#' @title Run LTRharvest to predict putative LTR Retrotransposons
#' @description This function implements an interface between R and
#' the LTRharvest command line tool to predict putative LTR retrotransposons from R.
#' @param genome.file path to the genome file in \code{fasta} format.
#' @param index.file specify the name of the enhanced suffix array index file that is computed
#' by \code{suffixerator}. This opten can be used in case the suffix file was previously
#' generated, e.g. during a previous call of this function. In this case the suffix array index
#' file does not need to be re-computed for new analyses. This is particularly useful when
#' running \code{LTRharvest} with different parameter settings.
#' @param range define the genomic interval in which predicted LTR transposons shall be reported
#' . In case \code{range[1] = 1000} and \code{range[2] = 10000} then candidates are only
#' reported if they start after position 1000 and end before position 10000 in their respective
#' sequence coordinates. If \code{range[1] = 0} and \code{range[2] = 0},
#' so \code{range = c(0,0)} (default) then the entire genome is being scanned.
#' @param seed the minimum length for the exact maximal repeats. Only repeats with the specified minimum length are considered in all subsequent analyses. Default is \code{seed = 30}.
#' @param minlenltr minimum LTR length. Default is \code{minlenltr = 100}.
#' @param maxlenltr maximum LTR length. Default is \code{maxlenltr = 3500}.
#' @param mindistltr minimum distance of LTR starting positions. Default is \code{mindistltr = 4000}.
#' @param maxdistltr maximum distance of LTR starting positions. Default is \code{maxdistltr = 25000}.
#' @param similar minimum similarity value between the two LTRs in percent. \code{similar = 70}.
#' @param mintsd minimum target site duplications (TSDs) length. If no search for TSDs
#' shall be performed, then specify \code{mintsd = NULL}. Default is \code{mintsd = 4}.
#' @param maxtsd maximum target site duplications (TSDs) length. If no search for TSDs
#' shall be performed, then specify \code{maxtsd = NULL}. Default is \code{maxtsd = 20}.
#' @param vic number of nucleotide positions left and right (the vicinity) of the predicted
#' boundary of a LTR that will be searched for TSDs and/or one motif (if specified).
#' Default is \code{vic = 60}.
#' @param overlaps specify how overlapping LTR retrotransposon predictions shall be treated.

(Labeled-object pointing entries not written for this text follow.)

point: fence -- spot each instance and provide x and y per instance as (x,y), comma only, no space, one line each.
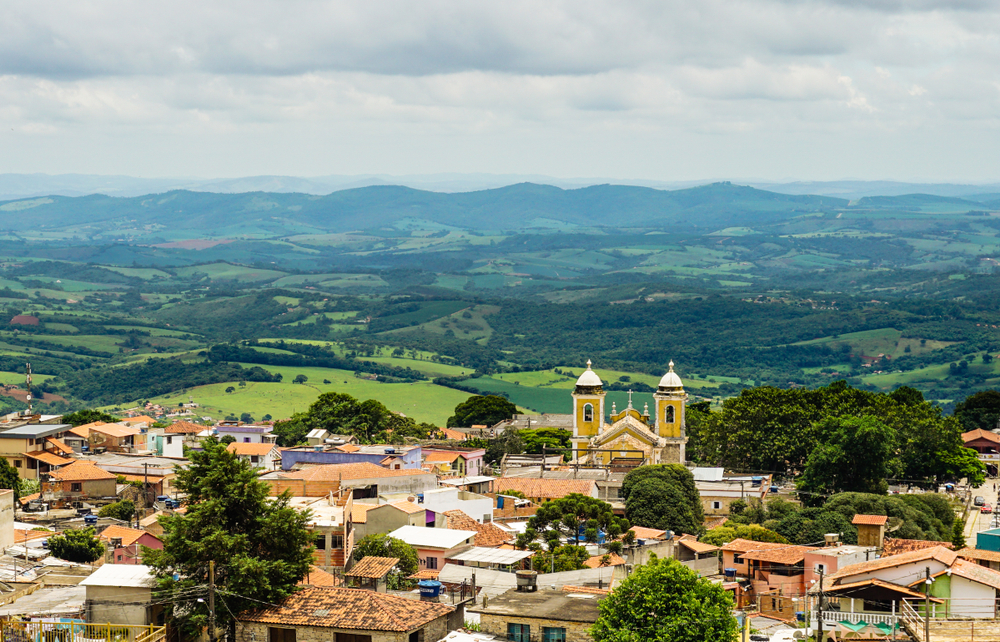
(79,631)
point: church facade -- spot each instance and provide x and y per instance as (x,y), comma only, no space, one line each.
(657,438)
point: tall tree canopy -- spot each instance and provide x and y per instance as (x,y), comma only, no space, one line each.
(260,544)
(664,601)
(771,429)
(663,496)
(482,410)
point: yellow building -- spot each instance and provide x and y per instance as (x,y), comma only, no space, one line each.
(629,434)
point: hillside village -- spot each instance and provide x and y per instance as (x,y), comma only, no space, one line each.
(471,528)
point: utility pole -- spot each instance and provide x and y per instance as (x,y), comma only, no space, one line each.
(819,609)
(211,601)
(927,604)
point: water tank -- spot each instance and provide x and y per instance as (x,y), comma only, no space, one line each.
(429,589)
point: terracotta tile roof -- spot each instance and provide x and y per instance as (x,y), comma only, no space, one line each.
(60,446)
(641,532)
(444,457)
(976,573)
(116,430)
(979,433)
(359,512)
(351,609)
(746,545)
(49,458)
(869,520)
(360,470)
(786,554)
(939,553)
(488,535)
(597,561)
(457,435)
(543,488)
(128,535)
(248,450)
(318,577)
(372,567)
(408,507)
(696,546)
(425,574)
(184,428)
(892,546)
(22,535)
(81,471)
(973,554)
(589,590)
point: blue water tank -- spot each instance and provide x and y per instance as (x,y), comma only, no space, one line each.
(429,588)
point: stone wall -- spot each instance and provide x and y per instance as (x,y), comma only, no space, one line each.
(497,625)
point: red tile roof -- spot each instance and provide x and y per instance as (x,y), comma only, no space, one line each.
(351,609)
(361,470)
(372,567)
(869,520)
(543,488)
(81,471)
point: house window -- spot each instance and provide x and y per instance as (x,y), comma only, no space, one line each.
(275,634)
(553,634)
(518,632)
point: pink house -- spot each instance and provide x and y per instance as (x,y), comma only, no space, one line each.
(434,544)
(125,544)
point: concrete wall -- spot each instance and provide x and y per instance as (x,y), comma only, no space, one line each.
(497,625)
(6,519)
(121,605)
(430,632)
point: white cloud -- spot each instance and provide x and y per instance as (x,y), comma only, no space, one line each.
(667,89)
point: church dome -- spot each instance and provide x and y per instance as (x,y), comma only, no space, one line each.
(671,380)
(589,378)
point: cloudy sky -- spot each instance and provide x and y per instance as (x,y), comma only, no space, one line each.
(661,89)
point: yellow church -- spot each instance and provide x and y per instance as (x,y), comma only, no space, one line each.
(660,438)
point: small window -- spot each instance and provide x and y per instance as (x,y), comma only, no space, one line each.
(518,632)
(553,634)
(275,634)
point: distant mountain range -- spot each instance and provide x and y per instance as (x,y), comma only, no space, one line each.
(16,186)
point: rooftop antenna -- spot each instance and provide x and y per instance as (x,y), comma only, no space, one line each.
(28,381)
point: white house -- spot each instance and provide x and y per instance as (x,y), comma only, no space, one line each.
(264,455)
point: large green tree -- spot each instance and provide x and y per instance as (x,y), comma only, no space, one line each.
(664,601)
(260,545)
(857,456)
(663,496)
(485,410)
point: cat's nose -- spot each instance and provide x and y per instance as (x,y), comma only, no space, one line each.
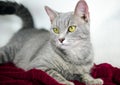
(61,39)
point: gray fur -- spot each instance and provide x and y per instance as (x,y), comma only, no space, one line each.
(40,49)
(19,10)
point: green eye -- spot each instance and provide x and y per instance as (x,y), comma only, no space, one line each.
(72,28)
(56,30)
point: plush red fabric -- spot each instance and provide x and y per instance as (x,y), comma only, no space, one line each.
(11,75)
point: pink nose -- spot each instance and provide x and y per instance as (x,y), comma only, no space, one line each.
(61,39)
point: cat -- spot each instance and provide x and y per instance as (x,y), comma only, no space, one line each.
(65,52)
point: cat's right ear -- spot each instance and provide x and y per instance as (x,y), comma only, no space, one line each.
(51,13)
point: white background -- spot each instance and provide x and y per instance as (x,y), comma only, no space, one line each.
(105,24)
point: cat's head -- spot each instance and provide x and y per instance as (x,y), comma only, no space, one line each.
(69,29)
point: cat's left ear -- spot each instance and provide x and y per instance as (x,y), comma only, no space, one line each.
(51,13)
(81,10)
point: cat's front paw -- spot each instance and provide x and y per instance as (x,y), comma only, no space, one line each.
(69,83)
(94,82)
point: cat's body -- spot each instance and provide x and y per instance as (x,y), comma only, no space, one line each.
(63,55)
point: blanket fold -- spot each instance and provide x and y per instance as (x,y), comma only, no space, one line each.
(11,75)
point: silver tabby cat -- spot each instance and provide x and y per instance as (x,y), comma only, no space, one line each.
(65,52)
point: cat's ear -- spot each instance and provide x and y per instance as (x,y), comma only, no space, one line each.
(51,13)
(81,10)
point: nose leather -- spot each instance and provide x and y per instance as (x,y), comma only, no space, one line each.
(61,39)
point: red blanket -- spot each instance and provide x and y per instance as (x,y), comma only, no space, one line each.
(11,75)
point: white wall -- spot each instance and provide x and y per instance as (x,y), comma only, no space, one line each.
(105,24)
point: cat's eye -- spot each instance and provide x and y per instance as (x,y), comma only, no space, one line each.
(71,28)
(56,30)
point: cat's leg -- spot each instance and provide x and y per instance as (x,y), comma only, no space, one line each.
(6,54)
(59,77)
(89,80)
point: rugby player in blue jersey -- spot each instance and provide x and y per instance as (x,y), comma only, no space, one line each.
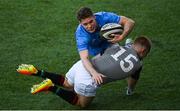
(87,75)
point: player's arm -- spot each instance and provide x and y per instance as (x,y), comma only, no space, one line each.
(89,67)
(128,25)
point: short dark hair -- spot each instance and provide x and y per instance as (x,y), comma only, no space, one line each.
(84,12)
(144,42)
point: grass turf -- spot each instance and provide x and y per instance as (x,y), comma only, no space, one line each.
(41,32)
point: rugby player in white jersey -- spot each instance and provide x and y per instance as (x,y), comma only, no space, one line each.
(116,63)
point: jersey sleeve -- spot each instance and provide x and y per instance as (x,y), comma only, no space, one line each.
(110,17)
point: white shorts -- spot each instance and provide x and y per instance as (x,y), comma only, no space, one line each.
(81,79)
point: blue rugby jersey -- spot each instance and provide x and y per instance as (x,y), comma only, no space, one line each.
(91,41)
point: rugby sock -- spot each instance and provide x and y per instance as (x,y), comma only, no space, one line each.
(69,96)
(55,78)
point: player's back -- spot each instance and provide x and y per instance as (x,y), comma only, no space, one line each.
(117,62)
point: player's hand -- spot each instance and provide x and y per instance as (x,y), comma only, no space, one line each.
(98,78)
(117,38)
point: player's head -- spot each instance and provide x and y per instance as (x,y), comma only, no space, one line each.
(142,45)
(87,19)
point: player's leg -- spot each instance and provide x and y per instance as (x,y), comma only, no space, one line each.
(27,69)
(132,81)
(84,101)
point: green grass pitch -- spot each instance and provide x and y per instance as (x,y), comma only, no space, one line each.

#' If \code{overlaps = "no"} is selected, then neither nested nor overlapping predictions will be reported in the output. In case \code{overlaps = "best"} is selected then in the case of two or more nested or overlapping predictions, solely the LTR retrotransposon prediction with
#' the highest similarity between its LTRs will be reported.

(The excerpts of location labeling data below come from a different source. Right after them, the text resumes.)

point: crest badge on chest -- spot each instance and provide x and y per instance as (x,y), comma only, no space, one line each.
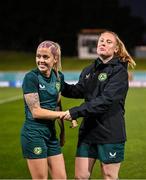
(102,76)
(58,86)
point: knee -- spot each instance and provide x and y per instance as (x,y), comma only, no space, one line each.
(81,175)
(40,176)
(109,174)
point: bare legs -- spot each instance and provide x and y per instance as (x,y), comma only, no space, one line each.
(54,164)
(84,166)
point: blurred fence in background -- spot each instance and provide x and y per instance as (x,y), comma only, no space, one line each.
(14,79)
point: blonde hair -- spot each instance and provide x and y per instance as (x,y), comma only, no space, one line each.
(56,52)
(122,52)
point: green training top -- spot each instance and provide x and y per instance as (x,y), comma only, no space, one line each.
(47,88)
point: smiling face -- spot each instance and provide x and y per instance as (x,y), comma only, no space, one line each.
(45,60)
(106,46)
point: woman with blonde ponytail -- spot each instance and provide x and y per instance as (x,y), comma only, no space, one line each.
(41,89)
(103,85)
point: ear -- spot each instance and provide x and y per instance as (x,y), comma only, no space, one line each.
(116,49)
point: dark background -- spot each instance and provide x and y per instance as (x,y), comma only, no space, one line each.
(24,24)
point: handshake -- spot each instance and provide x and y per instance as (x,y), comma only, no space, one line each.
(66,116)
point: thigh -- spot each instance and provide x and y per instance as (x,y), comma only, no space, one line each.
(111,153)
(53,147)
(85,158)
(38,168)
(57,166)
(84,166)
(110,171)
(34,148)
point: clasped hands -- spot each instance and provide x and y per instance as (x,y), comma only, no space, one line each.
(66,116)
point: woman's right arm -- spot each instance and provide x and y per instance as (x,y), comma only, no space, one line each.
(32,100)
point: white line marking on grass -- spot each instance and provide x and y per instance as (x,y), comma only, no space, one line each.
(11,99)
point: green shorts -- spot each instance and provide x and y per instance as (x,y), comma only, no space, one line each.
(38,143)
(106,153)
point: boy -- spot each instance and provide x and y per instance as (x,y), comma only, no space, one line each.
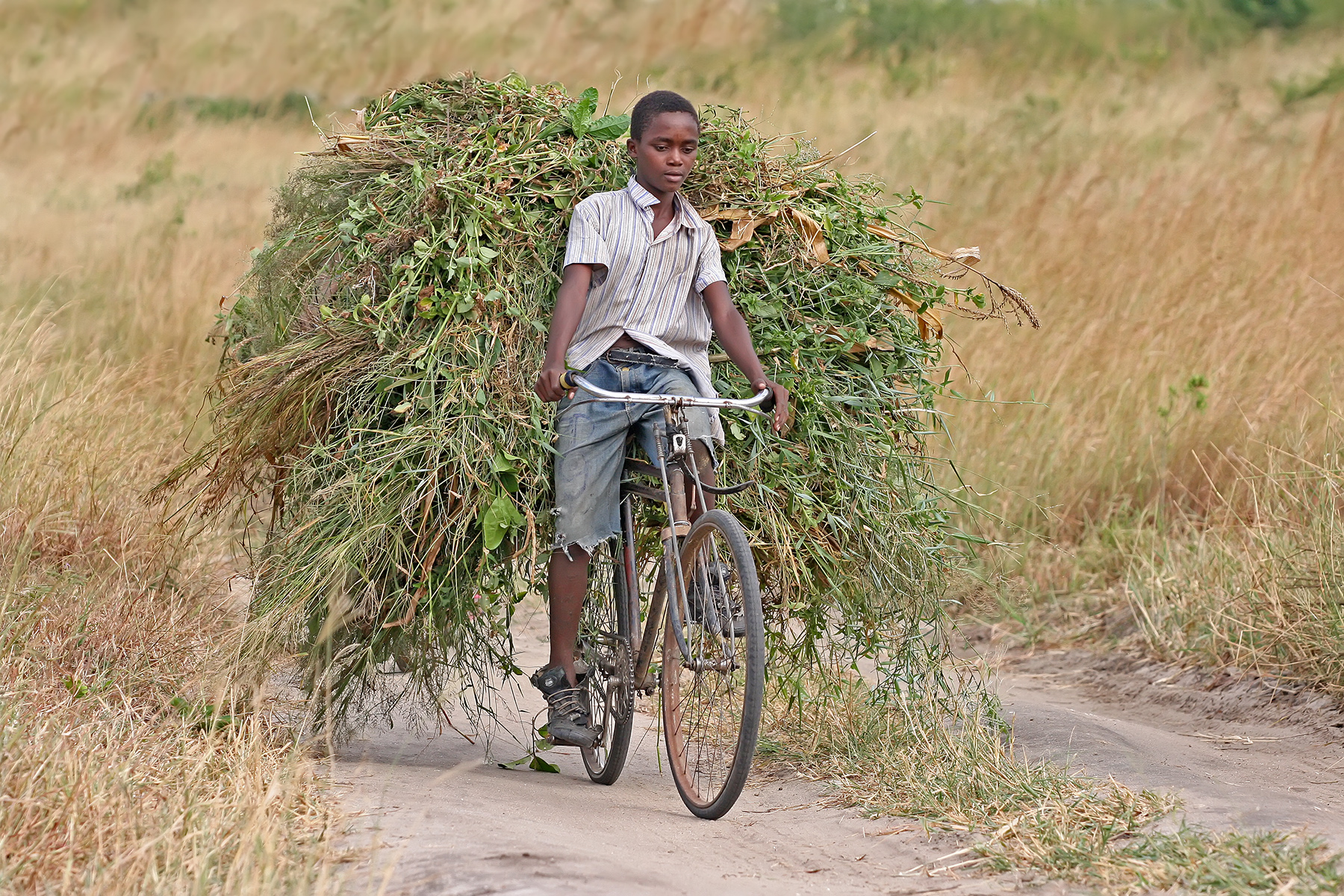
(643,285)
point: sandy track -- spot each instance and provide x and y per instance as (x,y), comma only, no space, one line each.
(1243,753)
(432,818)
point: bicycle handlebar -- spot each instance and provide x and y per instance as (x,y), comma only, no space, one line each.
(570,379)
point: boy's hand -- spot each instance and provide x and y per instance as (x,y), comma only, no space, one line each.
(781,402)
(549,383)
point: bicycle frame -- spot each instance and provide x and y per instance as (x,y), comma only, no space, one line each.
(675,458)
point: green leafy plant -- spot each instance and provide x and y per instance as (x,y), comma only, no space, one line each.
(378,379)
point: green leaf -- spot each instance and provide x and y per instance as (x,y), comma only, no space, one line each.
(581,113)
(505,472)
(499,520)
(541,765)
(609,127)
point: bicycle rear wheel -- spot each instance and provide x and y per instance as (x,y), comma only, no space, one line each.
(605,649)
(712,702)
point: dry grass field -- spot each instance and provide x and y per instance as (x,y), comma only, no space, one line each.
(1172,220)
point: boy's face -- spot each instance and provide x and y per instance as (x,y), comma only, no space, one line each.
(665,153)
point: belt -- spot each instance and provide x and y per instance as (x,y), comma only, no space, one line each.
(635,356)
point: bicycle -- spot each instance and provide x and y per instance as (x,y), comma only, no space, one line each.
(712,664)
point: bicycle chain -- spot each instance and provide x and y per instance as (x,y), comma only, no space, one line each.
(623,696)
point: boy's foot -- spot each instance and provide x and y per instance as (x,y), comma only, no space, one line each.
(709,609)
(569,711)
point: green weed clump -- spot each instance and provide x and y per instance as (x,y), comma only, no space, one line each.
(376,399)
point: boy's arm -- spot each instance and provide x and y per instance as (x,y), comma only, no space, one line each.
(737,341)
(569,309)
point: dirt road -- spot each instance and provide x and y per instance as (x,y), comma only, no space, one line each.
(433,818)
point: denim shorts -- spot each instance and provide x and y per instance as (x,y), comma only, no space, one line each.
(591,447)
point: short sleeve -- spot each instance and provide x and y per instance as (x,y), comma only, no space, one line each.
(585,243)
(709,267)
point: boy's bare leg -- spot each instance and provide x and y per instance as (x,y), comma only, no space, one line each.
(567,583)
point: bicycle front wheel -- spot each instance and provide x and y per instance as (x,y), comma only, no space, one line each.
(609,679)
(712,697)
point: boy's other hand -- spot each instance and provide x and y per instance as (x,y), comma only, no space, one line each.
(549,383)
(781,402)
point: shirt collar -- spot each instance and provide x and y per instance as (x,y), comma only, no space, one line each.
(685,215)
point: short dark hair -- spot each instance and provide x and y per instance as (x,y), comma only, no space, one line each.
(655,104)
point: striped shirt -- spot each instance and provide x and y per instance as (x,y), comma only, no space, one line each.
(643,285)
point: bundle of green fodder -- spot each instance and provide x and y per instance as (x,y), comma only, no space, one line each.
(376,388)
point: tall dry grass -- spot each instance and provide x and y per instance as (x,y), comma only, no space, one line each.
(131,759)
(1169,218)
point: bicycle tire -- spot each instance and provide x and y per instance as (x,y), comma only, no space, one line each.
(710,712)
(605,647)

#' If \code{overlaps = "all"} is selected then all LTR retrotransposon predictions
#' will be reported whether there are nested and/or overlapping predictions or not.
#' Default is \code{overlaps = "best"}.
#' @param xdrop specify the xdrop value (> 0) for extending a seed repeat in both directions
#' allowing for matches, mismatches, insertions, and deletions. The xdrop extension process
#' stops as soon as the extension involving matches, mismatches, insersions, and deletions
#' has a score smaller than T -X, where T denotes the largest score seen so far. Default is \code{cdrop = 5}.

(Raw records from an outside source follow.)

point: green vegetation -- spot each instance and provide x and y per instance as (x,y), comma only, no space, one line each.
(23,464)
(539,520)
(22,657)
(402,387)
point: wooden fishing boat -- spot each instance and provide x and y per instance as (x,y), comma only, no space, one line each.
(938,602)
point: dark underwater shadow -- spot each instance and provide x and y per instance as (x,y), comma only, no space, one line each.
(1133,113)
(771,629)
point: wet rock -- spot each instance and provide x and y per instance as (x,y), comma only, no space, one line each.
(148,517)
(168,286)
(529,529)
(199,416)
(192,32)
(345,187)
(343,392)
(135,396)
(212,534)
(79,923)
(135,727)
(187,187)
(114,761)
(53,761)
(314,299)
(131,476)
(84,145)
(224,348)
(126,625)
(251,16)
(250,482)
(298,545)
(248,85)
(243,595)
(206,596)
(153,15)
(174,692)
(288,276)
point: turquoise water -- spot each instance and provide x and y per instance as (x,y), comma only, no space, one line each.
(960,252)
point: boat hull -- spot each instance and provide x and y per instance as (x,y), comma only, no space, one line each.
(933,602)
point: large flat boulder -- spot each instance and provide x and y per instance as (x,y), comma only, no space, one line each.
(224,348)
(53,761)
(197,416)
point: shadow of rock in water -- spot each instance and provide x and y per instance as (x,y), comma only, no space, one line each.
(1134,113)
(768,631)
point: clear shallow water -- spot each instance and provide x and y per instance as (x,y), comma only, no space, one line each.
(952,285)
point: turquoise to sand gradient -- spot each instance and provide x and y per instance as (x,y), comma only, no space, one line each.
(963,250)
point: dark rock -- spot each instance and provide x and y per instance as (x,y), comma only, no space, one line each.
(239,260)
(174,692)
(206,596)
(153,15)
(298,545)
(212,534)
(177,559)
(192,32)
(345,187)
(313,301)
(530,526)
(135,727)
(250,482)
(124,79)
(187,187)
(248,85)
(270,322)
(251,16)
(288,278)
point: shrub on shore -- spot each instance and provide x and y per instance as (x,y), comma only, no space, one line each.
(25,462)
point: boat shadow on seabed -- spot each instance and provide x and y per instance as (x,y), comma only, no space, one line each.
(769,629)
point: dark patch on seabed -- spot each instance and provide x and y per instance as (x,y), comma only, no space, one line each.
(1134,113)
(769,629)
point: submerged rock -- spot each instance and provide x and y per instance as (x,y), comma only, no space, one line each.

#' @param mat specify the positive match score for the X-drop extension process. Default is \code{mat = 2}.
#' @param mis specify the negative mismatch score for the X-drop extension process. Default is \code{mis = -2}.
#' @param ins specify the negative insertion score for the X-drop extension process. Default is \code{ins = -3}.
#' @param del specify the negative deletion score for the X-drop extension process. Default is \code{del = -3}.
#' @param motif specify 2 nucleotides for the starting motif and 2 nucleotides for the ending
#' motif at the beginning and the ending of each LTR, respectively.
#' Only palindromic motif sequences - where the motif sequence is equal to its complementary
#' sequence read backwards - are allowed, e.g. \code{motif = "tgca"}. Type the nucleotides without any space
#' separating them. If this option is not selected by the user, candidate pairs will not be
#' screened for potential motifs. If this options is set but no allowed number of
#' mismatches is specified by the argument \code{motifmis} and a search for the exact
#' motif will be conducted. If \code{motif = NULL} then no explicit motif is being specified.
#' @param motifmis allowed number of mismatches in the TSD motif specified in \code{motif}.
#' The number of mismatches needs to be between [0,3]. Default is \code{motifmis = 0}.
#' @param output.path a path/folder to store all results returned by \code{LTRharvest}.
#' If \code{output.path = NULL} (Default) then a folder with the name of the input genome file
#' will be generated in the current working directory of R and all results are then stored in this folder.
#' @param verbose logical value indicating whether or not detailed information shall be printed on the console.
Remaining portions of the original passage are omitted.